Ich finde es richtig, Rahmenordnungen möglichst auf Gemein- und Eigenwohl auszurichten, aber die einzelnen Personen von jeglicher Ethik freizusprechen, halte ich für einen Fehler. Wenn wir Fünfjährigen die Kontrolle über ein Flugzeug überlassen, sollten wir dann nur darauf achten, dass das Flugzeug absturzsicher ist?
Das ist vielleicht kein typischer Ansatz für Ökonomen, aber selbst die ausgetüftelsten Systeme werden von Menschen bedient, von denen man eine Ethik verlangen muss. Man kann niicht immer nur die Rahmenordnung für alles verantwortlich machen.
Wenn die bestehenden Gesetze befolgt werden, muss dies genügen. Es ist im Übrigen zumindest unklar, ob sich ein Manager, der Gemeinwohlinteressen verfolgt, nicht gegenüber seinen Aktionären vergeht – auch im juristischen Sinne. Um auf das von Ihnen gewählte Beispiel zurückzukommen: Ein Fünfjähriger sollte kein Flugzeug steuern dürfen. Und die Anteilseigner sollten im Rahmen der bestehenden Gesetze ihre Manager aussuchen dürfen – aber auch mit persönlicher Haftung für die Folgen gerade stehen.
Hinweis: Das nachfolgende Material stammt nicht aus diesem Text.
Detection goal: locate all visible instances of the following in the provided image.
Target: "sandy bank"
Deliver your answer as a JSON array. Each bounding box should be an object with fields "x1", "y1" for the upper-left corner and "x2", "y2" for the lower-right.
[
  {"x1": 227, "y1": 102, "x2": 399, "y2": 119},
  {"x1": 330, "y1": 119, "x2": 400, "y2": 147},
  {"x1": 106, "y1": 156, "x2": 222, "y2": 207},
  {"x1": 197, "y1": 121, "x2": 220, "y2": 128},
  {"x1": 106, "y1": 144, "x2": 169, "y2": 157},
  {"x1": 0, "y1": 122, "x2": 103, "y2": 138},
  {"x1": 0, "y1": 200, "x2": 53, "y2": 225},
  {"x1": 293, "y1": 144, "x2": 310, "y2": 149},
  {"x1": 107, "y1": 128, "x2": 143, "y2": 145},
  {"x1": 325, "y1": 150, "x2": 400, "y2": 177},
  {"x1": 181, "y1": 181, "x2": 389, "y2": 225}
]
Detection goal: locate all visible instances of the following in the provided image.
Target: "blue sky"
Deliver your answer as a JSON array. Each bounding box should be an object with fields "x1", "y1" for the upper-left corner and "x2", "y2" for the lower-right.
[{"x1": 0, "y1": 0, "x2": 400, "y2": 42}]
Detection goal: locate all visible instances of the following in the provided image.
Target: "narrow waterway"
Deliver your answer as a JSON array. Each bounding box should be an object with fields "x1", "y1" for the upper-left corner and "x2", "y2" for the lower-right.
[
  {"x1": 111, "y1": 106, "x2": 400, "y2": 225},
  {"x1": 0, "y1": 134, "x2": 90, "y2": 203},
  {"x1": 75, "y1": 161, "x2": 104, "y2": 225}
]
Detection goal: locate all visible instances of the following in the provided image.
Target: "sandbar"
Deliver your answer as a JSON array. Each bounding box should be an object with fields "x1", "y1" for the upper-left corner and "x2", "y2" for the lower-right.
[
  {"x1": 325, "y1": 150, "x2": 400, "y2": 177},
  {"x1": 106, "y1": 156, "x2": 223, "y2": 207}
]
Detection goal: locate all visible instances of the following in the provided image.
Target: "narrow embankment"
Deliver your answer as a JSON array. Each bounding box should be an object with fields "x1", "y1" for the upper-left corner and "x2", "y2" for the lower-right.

Wenn sie einen Psychopathen als CEO wählen, sollen sie für alle Folgen aufkommen.
… aber diese Konzerne schaffen doch Arbeitsplätze…. und tragen trotz diversen Vergünstigungen einen erheblichen Teil am Steueraufkommen…
Muss in einer globalen Rentenökonomie nicht auch der Staat zum Rentenprotektor werden?
Macht dies nicht sogar den Unterschied zwischen “erfolgreichen” und verarmten Staaten aus?
“Vorbild” Schweiz: 1) Heimat zahlreicher globaler Rentenjäger (Nestlé, Novartis, Rohstoffe etc.), 2) Ansiedlung zusätzlicher Rentenjäger dank attraktiver Holdinggesetzgebung, 3) Verwaltung des Vermögens ausländischer Rentenjäger in den Schweizer Banken. 4) Plus noch etwas Extra-Bodenrente aus dem Tourismus.
Resultat: Eines der höchsten BIP/Kopf, ganz ohne eigene Rohstoffe!